In the past, if you asked 100 managers how they were performing, you would get 100 different answers. Now we can see instantly how the business is performing. Tableau has sparked their curiosity in analytics.

Empowers users to ask and answer their own questions

This is where Tableau comes in. Yorkshire Building Society standardised on the Tableau visual analytics platform, with branch managers, retail managers and area managers all now connected to the same, shared, single view of data. It empowers users to ask and answer their own questions and helps users gain deep insights without compromising speed.

Jonathan again: “Before Tableau, branch managers were somewhat ‘in the dark’ about branch performance. They were several steps removed from the data. Using self-service analytics, they have a visual representation of key KPIs and they can quickly monitor performance opportunities.”

This view is echoed by Gary Fowler, Director of Retail Distribution. “In the past, if you asked 100 managers how they were performing, you would get 100 different answers. Now we can see instantly how the business is performing. Tableau has sparked their curiosity in analytics. People are interested to know what’s happening in each branch. Armed with these immediate insights, we are more agile and more informed as an organisation.”

Just as remarkably, the vast majority of users do not have ‘data’ in their job title. These are first and foremost financial services managers – not data scientists. “Tableau puts people first. It’s intuitive, visual and immensely popular with the teams. That ease of use has changed people’s relationship with data. A data culture is emerging, where every decision is based on evidence not intuition,” says Jonathan.

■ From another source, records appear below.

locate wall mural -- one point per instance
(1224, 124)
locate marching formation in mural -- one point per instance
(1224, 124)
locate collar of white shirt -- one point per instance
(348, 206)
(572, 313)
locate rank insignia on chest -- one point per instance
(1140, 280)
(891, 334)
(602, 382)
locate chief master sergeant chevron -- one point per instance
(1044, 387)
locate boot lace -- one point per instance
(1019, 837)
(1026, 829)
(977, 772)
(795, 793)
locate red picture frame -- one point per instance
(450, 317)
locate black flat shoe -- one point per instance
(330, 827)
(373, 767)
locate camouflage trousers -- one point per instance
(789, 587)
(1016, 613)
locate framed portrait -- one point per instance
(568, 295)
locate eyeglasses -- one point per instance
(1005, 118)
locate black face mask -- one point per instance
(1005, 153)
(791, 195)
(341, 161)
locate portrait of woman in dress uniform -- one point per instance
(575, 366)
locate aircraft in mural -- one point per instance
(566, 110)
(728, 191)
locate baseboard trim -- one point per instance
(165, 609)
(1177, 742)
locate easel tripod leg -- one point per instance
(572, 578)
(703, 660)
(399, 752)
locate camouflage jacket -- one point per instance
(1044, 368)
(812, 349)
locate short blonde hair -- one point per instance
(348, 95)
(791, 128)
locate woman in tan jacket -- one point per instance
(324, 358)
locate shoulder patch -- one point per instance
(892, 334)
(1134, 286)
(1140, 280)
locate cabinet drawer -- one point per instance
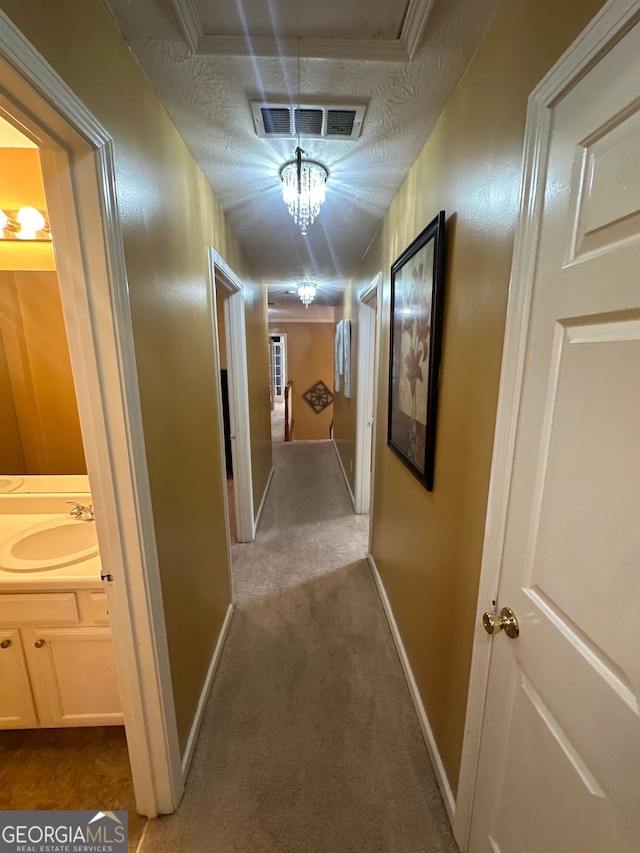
(92, 604)
(55, 608)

Managers are “light years ahead” of where they were

Tableau is the tool of choice for branch analytics. Dashboards underpin everything from branch insights, underwriting service delivery and product performance analysis, to customer service analysis, mortgage collections, and digital channel analysis. “Our branch managers are light years ahead of where they were, in terms of how they use data,” says Gary.  

For example, a manager can review how customers are using the branch through the shared analytics providing informed insight into customer footfall, the type of enquiries, volume of financial transactions, and other processes, thereby determining how the branch can operate to ensure it provides optimal member value.

Teams can also compare inter-branch performance. Jonathan explains, “If two branches have a similar profile, but one is outperforming the other, we can look at the outliers for that discrepancy. Do we need to adjust the product portfolio at the branch? Is more training needed? We are making data-driven decisions like these every day using Tableau.” 

A scatter-based comparative view also shows branch managers how they rank against other branches, on measures such as the number of new accounts opened or the average balance held per customer. According to Gary, “This purposeful analytics is a key enabler in helping the Society support a healthy, hybrid digital and physical infrastructure. We are experiencing the highest customer retention we have ever seen – and Tableau is instrumental in achieving high levels of customer satisfaction and retention.”

Yorkshire Building Society is different to a bank. With no shareholders to answer to, the focus is predominantly on members’ needs. Every penny spent as a society is members’ money – and Tableau is helping to ensure that money is spent wisely, optimising branch performance. Jonathan concludes, “For us, as a building society, it means delivering three central ambitions: helping people to have a place to call home and helping them towards greater financial wellbeing, whilst creating long-term value for our members.”

Before Tableau, branch managers were somewhat ‘in the dark’ about branch performance. They were several steps removed from the data. Using self-service analytics, they have a visual representation of key KPIs and they can quickly monitor performance opportunities.